Missing a couple spaces. 
"long integers"
 and 
"vec_div() and".


> 
> The patch was compiled and tested on:
> 
>   powerpc64le-unknown-linux-gnu (Power 9 LE)
>   powerpc64le-unknown-linux-gnu (Power 10 LE)
> 
> with no regressions.
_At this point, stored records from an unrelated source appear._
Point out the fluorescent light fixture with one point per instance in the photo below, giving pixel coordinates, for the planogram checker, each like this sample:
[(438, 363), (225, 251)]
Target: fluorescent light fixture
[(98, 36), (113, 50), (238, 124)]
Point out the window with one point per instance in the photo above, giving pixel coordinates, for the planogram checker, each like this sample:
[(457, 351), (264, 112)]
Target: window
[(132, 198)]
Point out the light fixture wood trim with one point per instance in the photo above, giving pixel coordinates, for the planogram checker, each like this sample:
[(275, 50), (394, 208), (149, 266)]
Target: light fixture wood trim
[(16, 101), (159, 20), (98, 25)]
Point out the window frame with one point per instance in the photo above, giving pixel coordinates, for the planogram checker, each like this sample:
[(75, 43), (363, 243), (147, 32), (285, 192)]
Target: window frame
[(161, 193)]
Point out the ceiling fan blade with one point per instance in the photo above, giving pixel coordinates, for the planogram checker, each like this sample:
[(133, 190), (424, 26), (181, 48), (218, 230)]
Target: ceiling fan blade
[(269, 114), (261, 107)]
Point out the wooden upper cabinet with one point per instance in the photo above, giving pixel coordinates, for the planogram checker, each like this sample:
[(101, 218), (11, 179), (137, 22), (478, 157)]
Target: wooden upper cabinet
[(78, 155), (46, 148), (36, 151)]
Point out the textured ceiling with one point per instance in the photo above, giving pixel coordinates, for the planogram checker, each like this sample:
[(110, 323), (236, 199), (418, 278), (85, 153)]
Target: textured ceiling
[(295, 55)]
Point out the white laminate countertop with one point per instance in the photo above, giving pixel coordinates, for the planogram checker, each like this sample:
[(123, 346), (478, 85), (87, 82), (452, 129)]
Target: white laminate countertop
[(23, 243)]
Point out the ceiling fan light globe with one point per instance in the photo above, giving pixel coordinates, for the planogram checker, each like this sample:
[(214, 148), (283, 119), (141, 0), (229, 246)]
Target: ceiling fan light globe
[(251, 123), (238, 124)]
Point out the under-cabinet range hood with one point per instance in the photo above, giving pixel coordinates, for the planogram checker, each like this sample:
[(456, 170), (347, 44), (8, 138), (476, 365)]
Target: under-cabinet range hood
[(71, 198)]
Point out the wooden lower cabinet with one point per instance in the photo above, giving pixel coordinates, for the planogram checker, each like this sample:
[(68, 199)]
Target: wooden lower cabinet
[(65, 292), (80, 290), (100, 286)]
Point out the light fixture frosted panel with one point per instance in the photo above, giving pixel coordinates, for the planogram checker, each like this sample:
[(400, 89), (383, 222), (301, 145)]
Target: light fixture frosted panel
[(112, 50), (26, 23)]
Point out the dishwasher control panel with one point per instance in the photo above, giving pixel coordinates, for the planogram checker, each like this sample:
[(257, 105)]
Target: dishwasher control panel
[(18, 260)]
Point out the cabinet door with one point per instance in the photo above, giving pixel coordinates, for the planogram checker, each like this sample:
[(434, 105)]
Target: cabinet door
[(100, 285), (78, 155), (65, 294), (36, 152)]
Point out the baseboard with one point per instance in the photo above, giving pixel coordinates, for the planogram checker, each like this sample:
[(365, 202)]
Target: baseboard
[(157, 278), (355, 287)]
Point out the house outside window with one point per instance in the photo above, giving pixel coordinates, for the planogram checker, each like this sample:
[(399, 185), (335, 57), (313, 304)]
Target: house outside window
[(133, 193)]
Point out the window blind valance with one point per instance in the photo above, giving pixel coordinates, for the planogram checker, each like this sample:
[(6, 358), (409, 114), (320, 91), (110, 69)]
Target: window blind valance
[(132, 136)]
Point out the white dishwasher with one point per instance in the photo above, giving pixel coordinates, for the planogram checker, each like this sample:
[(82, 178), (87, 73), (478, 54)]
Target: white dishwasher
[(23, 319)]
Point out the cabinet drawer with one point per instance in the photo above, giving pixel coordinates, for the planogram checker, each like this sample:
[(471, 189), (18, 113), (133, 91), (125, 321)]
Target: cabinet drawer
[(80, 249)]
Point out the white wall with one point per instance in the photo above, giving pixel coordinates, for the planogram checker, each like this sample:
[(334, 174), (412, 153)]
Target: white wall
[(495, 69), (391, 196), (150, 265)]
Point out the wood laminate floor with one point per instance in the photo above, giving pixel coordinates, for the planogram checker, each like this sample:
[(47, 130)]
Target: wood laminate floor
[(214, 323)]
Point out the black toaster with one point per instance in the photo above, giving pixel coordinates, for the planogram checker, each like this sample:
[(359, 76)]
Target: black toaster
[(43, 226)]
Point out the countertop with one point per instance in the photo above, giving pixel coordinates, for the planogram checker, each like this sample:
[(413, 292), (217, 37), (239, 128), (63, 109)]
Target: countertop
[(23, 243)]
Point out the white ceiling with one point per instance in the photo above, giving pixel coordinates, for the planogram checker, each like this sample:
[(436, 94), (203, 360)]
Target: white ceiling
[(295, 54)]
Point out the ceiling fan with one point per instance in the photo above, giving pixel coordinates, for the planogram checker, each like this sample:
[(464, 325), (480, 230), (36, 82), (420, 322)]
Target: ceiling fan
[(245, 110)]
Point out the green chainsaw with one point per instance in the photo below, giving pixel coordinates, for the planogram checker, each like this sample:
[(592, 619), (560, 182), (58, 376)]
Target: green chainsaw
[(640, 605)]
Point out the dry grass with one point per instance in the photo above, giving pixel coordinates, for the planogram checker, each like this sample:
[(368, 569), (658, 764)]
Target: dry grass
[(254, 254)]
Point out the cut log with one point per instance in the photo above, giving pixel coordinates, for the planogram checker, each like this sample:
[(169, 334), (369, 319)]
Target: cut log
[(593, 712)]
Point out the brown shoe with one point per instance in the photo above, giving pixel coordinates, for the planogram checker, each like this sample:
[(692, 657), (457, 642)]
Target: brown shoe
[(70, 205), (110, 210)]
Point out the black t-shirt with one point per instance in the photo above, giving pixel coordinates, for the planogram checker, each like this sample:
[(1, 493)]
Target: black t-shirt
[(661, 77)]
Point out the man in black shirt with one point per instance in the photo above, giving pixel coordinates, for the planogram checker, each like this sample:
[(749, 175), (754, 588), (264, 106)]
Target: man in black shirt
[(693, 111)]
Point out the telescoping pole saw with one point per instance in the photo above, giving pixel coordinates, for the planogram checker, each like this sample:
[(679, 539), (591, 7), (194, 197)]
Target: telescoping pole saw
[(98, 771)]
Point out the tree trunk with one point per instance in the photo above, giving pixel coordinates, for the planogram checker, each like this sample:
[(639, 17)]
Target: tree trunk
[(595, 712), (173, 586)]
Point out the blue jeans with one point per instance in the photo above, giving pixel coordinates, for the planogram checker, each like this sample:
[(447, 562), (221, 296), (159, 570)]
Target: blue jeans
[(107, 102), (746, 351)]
Additionally the new test case was compiled and
> executed by hand on Mambo to verify the test case passes.

May also be worth trying on Power8/BE, just for the variety.

> 
> Please let me know if this patch is acceptable for mainline.  Thanks.
> 
>                 Carl Love
> 
> -------------------------------------------------
> 
> From 15f9c090106c62af83cc405414466ad03d1a4c55 Mon Sep 17 00:00:00 2001
> From: Carl Love <cel@us.ibm.com>
> Date: Fri, 4 Sep 2020 19:24:22 -0500
> Subject: [PATCH] rs6000, vector integer multiply/divide/modulo instructions
> 
> 2020-12-07  Carl Love  <cel@us.ibm.com>
> 
> gcc/
> 	* config/rs6000/altivec.h (vec_mulh, vec_dive, vec_mod): New	defines.

Embedded tab there.

> 	* config/rs6000/altivec.md (VIlong): Move define to file vsx.md.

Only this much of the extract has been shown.